Il Papa a San Giovanni Rotondo

Grande festa a San Giovanni Rotondo per l’arrivo di Benedetto XVI

Grande festa a San Giovanni Rotondo per l’arrivo di Sua Santità Benedetto XVI; il Papa non è arrivato, come previsto, direttamente in elicottero allo stadio Massa, ma è giunto all’aeroporto militare di Amendola per poi raggiungere lo stadio “A. Massa” di San Giovanni Rotondo in auto, a causa delle condizioni metereologiche. Il Santo Padre ha salutato calorosamente la folla presente davanti allo stadio per poi salire sulla Papamobile accompagnato da monsignor D’Ambrosio per attraversare la città e giungere sino al santuario di Santa Maria delle Grazie per ricevere il saluto delle istituzioni politiche e di tutta la comunità di San Giovanni Rotondo.

Ad attenderlo il sindaco di San Giovanni Rotondo Gennaro Giuliani, il ministro Raffaele Fitto in rappresentanza del governo, il presidente della Regione Puglia Nichi Vendola, il presidente della provincia di Foggia Antonio Pepe, il Prefetto di Foggia Antonio Nunziante, l’arcivescovo D’Ambrosio, l’ambrasciatore d’Italia presso al Santa Sede Antonio Zanardi Landi e dall’ambasciatore in Italia della Santa sede Giuseppe Bertello. Al termine del saluto rivolto dal primo cittadino di San Giovanni Rotondo a Sua Santità, Giuliani ha dichiarato che presto, dopo Pietrelcina e Wadowice (luogo di nascita di papa Wojtyla), anche Marktl am Inn, città natale di papa Benedetto XVI, sarà gemellata con San Giovanni Rotondo per essere insieme "cooperatori di verità". Ha ricordato Giuliani, facendo riferimento alla missione del Frate di Pietrelcina, che il compito del magistero ecclesiale è proteggere la fede dei Semplici. Esso deve dar voce a quelli che non hanno voce. Ed Ella, Vostra Santità, è il papa dei semplici, come si è presentato al mondo quale “umile lavoratore nella vigna del Signore.

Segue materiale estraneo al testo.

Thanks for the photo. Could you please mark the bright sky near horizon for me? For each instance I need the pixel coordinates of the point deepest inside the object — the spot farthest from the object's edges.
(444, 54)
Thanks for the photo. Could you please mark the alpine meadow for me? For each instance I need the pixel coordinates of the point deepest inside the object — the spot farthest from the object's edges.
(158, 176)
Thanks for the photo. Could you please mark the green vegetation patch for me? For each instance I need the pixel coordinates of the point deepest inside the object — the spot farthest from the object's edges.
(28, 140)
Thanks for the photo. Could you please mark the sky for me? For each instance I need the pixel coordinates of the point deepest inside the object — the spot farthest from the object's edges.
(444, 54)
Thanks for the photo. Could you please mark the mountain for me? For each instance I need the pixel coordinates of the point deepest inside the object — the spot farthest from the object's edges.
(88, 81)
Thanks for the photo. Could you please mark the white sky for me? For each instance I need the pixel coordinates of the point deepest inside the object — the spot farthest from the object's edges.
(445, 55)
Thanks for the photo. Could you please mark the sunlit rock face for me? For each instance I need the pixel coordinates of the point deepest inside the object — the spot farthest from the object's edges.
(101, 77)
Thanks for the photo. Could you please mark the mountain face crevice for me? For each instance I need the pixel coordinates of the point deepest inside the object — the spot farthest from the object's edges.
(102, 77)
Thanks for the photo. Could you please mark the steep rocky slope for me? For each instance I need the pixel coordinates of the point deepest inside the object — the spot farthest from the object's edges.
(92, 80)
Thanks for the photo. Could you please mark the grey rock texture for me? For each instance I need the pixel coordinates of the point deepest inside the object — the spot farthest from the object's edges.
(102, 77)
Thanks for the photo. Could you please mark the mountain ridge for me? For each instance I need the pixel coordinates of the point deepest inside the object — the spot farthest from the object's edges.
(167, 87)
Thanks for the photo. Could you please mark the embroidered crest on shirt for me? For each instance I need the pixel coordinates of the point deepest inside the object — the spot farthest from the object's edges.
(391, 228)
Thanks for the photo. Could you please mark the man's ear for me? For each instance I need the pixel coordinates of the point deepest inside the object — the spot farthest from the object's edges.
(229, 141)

San Giovanni Rotondo - ha detto ancora il sindaco Giuliani - è città di accoglienza e di riconciliazione perché è solida nella Fede e nella sua missione di aiuto al Prossimo, perché ha saputo porsi con passione al servizio dell’uomo. Oggi il Gargano ha un’anima: San Giovanni Rotondo. Durante la visita del papa la pioggia non ha scoraggiato i fedeli, + di 31.000 persone, una parte della quale ha raggiunto San Giovanni Rotondo dalle prime ore del mattino affollando le strade con circa 600 pullman, gente proveniente da tutte le parti d'Italia, gruppi dagli Stati Uniti, Inghilterra e Irlanda. Ovunque sventolavano cartelloni di benvenuto a papa Benedetto XVI che per la prima volta ha visitato i luoghi di San Pio. I fedeli indossavano cappellini con lo stemma pontificio e le sciarpette con i colori del Vaticano, bianco e giallo.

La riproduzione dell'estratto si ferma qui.